Le mode d'existence de la musique occidentale est en train de passer par une transition d'un
système à un autre. Avant la musique se chantait maintenant elle se danse (en fait, pour
être plus juste, on est passés d'une musique frontale à une musique environnementale,
tant d'un point de vue spatial que temporel: la musique peut être partout et tout le temps).
Cette évolution trouve, entre autres, ses racines dans l'extension des musiques sur support, du
différé du son. Dans les années cinquante est apparu de façon massive et domestique une façon
nouvelle de faire de la musique: par la lecture d'enregistrements et, qui plus est, dans des
conditions spatiales et temporelles qui avaient déjà d'autres usages que la musique. La musique
ne naissait plus dans les salles de concerts ,le soir, ou dans tout autre lieu destiné à cet
usage, mais n'importe où et n'importe quand. Il suffisait pour cela que l'auditeur (et non plus
les auditeurs) en ait envie. Le savoir faire en était réduit à quasiment rien: juste brancher
la prise, poser le bras de lecture sur le disque. La musique s'est alors petit-à-petit insérée
dans notre environnement d'une façon nouvelle, essentiellement parce que le rituel, auparavant
nécessaire, pour la faire naître et exister n'existait plus.
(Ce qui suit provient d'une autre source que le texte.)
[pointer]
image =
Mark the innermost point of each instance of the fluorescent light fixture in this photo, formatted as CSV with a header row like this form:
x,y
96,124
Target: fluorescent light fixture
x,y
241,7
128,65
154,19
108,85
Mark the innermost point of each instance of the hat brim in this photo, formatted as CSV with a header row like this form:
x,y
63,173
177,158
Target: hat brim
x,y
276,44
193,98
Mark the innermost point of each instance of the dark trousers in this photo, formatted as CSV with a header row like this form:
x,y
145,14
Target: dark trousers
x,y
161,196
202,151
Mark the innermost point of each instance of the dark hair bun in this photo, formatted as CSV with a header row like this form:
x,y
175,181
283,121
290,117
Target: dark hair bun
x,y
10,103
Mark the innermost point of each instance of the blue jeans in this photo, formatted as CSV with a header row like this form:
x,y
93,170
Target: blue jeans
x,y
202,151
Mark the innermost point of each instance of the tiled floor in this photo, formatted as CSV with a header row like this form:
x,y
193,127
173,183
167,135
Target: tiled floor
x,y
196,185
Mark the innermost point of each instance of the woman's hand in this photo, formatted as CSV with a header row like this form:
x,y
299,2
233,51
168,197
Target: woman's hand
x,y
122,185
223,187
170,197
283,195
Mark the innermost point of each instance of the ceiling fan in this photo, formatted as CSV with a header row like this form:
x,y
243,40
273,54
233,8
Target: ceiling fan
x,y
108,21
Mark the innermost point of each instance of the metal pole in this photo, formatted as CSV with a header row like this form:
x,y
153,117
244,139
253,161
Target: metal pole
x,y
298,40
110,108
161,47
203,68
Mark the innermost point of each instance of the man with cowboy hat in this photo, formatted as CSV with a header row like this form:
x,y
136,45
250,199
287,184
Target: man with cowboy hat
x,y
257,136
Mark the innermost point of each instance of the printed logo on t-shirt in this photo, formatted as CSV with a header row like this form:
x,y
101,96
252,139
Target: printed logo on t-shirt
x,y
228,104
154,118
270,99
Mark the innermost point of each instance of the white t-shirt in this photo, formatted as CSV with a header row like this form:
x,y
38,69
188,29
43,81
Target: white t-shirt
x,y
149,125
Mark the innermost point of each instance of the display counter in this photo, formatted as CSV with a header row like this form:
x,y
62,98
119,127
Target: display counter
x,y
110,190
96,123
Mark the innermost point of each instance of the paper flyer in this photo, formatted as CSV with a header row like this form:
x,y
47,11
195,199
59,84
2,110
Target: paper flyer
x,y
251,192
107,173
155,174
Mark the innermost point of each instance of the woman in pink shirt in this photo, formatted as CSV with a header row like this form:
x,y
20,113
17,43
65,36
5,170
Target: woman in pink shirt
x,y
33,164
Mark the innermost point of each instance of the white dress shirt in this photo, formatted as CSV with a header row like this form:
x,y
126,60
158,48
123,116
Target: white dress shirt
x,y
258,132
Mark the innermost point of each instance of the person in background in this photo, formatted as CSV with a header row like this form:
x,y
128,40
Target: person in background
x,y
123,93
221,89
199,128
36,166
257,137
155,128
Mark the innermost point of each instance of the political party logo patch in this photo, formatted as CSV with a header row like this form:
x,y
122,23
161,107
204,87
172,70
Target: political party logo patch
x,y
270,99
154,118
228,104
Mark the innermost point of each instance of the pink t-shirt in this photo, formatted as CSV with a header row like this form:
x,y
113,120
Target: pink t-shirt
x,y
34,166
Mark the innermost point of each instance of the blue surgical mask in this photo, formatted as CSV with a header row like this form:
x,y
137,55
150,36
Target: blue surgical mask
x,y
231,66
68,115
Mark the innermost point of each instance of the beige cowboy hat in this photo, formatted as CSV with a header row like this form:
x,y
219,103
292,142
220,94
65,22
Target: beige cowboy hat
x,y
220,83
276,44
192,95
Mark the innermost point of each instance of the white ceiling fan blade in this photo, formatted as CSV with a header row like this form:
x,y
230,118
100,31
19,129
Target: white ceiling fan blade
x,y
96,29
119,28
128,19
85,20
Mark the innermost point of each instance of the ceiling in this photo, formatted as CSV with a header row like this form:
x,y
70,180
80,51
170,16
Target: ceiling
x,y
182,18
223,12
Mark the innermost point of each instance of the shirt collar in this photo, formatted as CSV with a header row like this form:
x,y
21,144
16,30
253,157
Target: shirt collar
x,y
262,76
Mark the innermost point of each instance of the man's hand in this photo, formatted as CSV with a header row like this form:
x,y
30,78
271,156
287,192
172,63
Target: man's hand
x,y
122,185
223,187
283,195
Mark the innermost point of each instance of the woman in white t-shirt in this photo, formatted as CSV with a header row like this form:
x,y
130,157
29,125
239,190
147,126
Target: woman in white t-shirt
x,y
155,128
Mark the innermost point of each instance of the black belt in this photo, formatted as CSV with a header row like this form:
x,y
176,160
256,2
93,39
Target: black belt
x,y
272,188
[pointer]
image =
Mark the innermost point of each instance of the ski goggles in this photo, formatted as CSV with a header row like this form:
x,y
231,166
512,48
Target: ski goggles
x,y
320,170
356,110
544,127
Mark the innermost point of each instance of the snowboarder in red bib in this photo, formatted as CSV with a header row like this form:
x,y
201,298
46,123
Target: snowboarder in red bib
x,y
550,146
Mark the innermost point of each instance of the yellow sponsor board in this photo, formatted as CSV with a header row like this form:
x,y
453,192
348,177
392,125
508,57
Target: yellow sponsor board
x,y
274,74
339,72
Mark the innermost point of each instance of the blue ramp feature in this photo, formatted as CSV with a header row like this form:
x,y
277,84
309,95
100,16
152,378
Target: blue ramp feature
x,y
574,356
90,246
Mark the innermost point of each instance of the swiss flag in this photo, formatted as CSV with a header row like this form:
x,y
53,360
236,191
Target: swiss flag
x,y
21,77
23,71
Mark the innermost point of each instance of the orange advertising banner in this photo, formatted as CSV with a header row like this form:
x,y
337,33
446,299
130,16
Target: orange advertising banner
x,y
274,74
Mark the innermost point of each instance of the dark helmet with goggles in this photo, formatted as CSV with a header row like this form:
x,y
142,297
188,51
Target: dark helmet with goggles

Auparavant il fallait un ordre, à
réorganiser à chaque fois. Dorénavant l'ordre, condition nécessaire à l'existence de la musique,
était fixé pour une très grande quantité de ré-existences de chaque pièce musicale. La quantité
d'ordre à mettre en oeuvre pour chaque exécution était minime: il suffisait juste de poser
à-peu-près correctement la tête de lecture sur le support à lire, de stocker dans des conditions
de propreté minimum les disques ou bandes, pour pouvoir répéter l'existence d'une musique
indéfiniment. L'exécution de la musique s'est affranchie du corpus classique d'exécution, des
conventions qui avaient cours dans les groupes humains qui se sont constitués par rapport à
l'exécution de la musique. Tous les tics, us et coutumes, conventions relatives à l'exécution
ont été remis en jeu, parce que l'exécution a commencé à s'opérer dans des contextes réels, et
non plus conventionnels.

Peut-être alors que les aléas d'existence de chaque musique se sont placés plus en amont, à la
fabrication et à la maîtrise de la fabrication des ces séries d'enregistrements. En effet, autant
les distances entre l'envie,l'exécution et l'audition d'une musique se sont considérablement
raccourcies, autant celle entre la volonté de créer une nouvelle musique et sa mise sur support
s'est considérablement rallongée. Parallèlement ce qui a beaucoup changé aussi c'est le public, et
l'un de ses fondement qui est la notion de groupe. Le public est disséminé, éclaté en autant de
points, pour chaque musique, qu'il y a de supports distribués (et même une famille ou un groupe
d'amis ne constituent jamais qu'un foyer, jamais un réel groupe). Or l'appareil de mise sur support
ne veut tourner que s'il y a un public pour recevoir chaque musique. Les musiciens ont trouvé la
parade, plus de trente ans après la distribution en masse de la musique sur support: Ils se sont
attribués les moyens de mise sur support, ce que l'on a appelé les home-studios. Ces moyens de
production n'étaient pas tellement différents de ce qui était utilisé pour la diffusion domestique,
car le point commun était justement la donnée domestique. Les choses ont commencé à se faire de plus
en plus dans les appartements et les lieux d'habitation. Alors que dans le même temps la diffusion
devenait en elle-même un acte dans lequel il y avait de plus en plus d'investissement de la part de
celui qui faisait passer les disques, qui est devenu un DJ. Actuellement on ne vient plus tant
écouter quelqu'un qui joue de la musique qu'écouter quelqu'un qui écoute de la musique: le principal
boulot du DJ est d'écouter, de développer un travail d'écoute pour connaître, pour maîtriser des
enregistrements qui existent déjà, pour développer des points de vue qu'il a sur ce qu'il entend.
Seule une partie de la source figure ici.